Carbon Nanotubes Generate The Smallest 3-D Hologram Pixels Ever
IMAGE BY Dr. Haider Butt
Holography is one of those "it's-2012-where-is-my-holodeck" kind of sciences - long promised by science fiction, still far from a practical communications tool. But the field is moving forward in fits and starts, even if a complete technology package that will beam moving holograms onto our tabletops, Princess Leia-style, is still on some far horizon. Example: Researchers at Cambridge in the U.K. have recently generated holograms with carbon nanotubes for the first time, generating the smallest hologram pixels ever.
These small pixels translate directly to higher resolution holograms as well as holograms with a wider field of view. "Smaller pixels allow the diffraction of light at larger angles - increasing the field of view. Essentially, the smaller the pixel, the higher the resolution of the hologram," said Dr. Haider Butt, a researcher at Cambridge's Centre of Molecular Materials for Photonics and Electronics, in a press release.

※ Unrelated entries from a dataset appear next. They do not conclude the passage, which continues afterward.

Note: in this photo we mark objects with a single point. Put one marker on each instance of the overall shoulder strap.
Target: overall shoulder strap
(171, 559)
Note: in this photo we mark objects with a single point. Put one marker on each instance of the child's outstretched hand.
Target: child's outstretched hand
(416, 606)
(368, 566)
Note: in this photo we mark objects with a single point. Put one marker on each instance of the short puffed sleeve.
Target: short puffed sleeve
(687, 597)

If small is what you're going for, carbon nanotubes are ideal. Just a few nanometers across, the carbon nanotubes used by the Cambridge lab are something like 700 times thinner than the average human hair. They are essentially used as diffractive elements that project the individual pixels that make up the hologram. Prearranged in the correct way, they are able to generate static holograms of the highest resolution ever seen.
Of course, these are just static holograms. The real holy grail in this field is realtime holographic motion - the ability to generate holographic video and even broadcast it live, in realtime, across the Web. Researchers at the University of Arizona have for the past couple of years been demonstrating small but significant advances in video holography, as have researchers at MIT and elsewhere. Butt says the next steps for his lab follow the same trajectory: Find a cheaper alternative to carbon nanotubes that can generate these kinds of tiny pixels, and explore possible means of creating moving holograms at this high resolution.